Finding networks in biological systems at different scales, from single molecules to groups of organisms. Some history of statistical physics approaches. Experimental progress and its implications. Maximum entropy methods as a link between emerging data and statistical physics models. Agenda for the rest of the lectures.
The simplest model: constant speeds, local correlations. Correct prediction of long-ranged correlations; do birds know Goldstone's theorem? Checking the sufficiency of local correlations; an aside about model comparison and Occam factors. Varying speeds and a fuller description. Are flocks poised near a critical point?
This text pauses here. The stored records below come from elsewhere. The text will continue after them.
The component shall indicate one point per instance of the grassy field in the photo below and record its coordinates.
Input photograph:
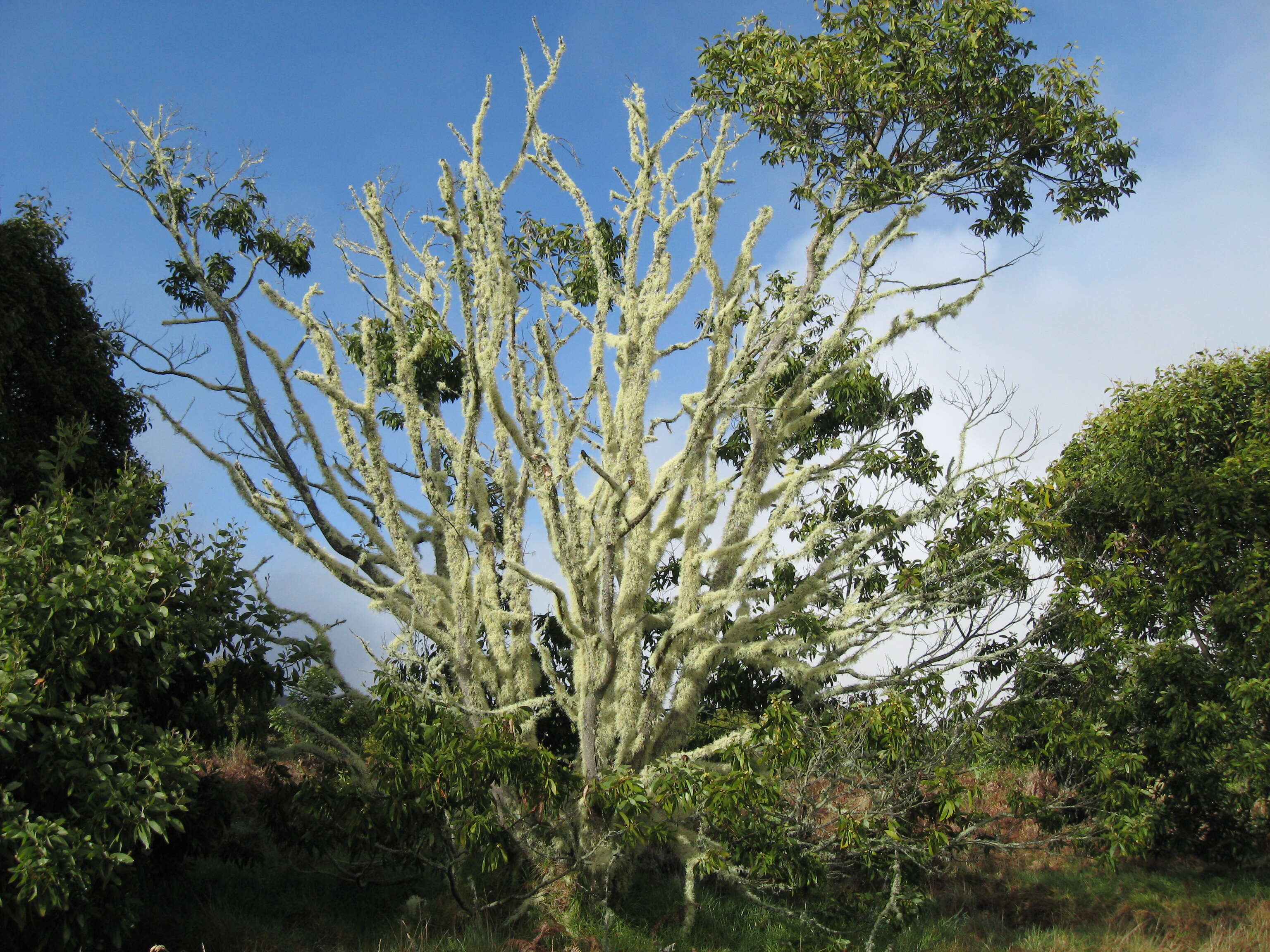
(1062, 905)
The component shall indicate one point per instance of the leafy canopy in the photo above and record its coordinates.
(896, 101)
(121, 647)
(1159, 633)
(56, 362)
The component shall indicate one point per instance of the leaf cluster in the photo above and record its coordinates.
(897, 101)
(121, 648)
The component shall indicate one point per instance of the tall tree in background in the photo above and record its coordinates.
(1160, 629)
(56, 365)
(795, 525)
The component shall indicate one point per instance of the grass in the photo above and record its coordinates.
(1066, 905)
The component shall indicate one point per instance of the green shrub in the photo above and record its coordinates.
(107, 629)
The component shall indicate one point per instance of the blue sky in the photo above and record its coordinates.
(341, 90)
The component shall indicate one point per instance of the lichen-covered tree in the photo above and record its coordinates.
(497, 473)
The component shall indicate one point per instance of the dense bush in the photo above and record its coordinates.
(56, 365)
(1158, 639)
(108, 630)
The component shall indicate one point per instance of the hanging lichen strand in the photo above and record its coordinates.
(460, 423)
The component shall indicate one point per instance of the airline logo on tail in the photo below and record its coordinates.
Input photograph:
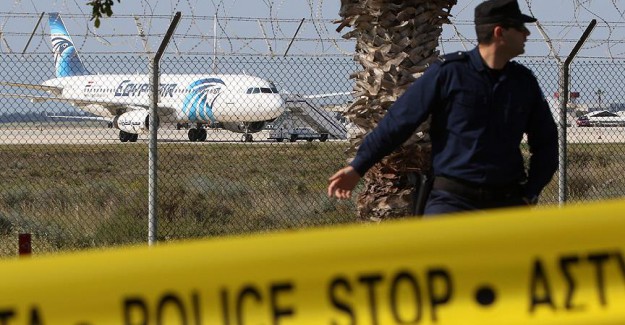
(66, 60)
(196, 104)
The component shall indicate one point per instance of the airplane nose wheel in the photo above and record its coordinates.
(247, 138)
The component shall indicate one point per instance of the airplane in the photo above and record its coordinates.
(236, 102)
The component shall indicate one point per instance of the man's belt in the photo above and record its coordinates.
(477, 192)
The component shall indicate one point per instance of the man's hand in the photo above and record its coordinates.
(343, 182)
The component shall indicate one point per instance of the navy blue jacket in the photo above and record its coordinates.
(478, 123)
The protein folding problem, and its inverse: the ensemble of sequences consistent with structure and function. Early experimental approaches, connections to maximum entropy. Approximation schemes, identifying local interactions; can we fold proteins from sequence statistics? Limitations from data set size, scaling back the problem to something we can solve. Criticality again?
Some ideas about pattern formation in embryos. Basic facts about the fruit fly. Signals, noise, and information flow in genetic networks. Measuring positional information in real embryos; signatures of optimality. How would we recognize a critical network? Evidence from the fly. Biological function of criticality. Ideas for a new generation of experiments.
Reminder of Hopfield and other physics-based models. Minimal implications of widespread, weak correlations in simple networks. The hard work of building accurate models for 10, 50, 100, ... neurons in the retina. From statistical mechanics to thermodynamics. Asides about recording methods and scaling up to bigger networks. First steps in the hippocampus, C elegans, perhaps more. Critical phenomenology, and ruling out less interesting alternative explanations. Tuning, adaptation, learning.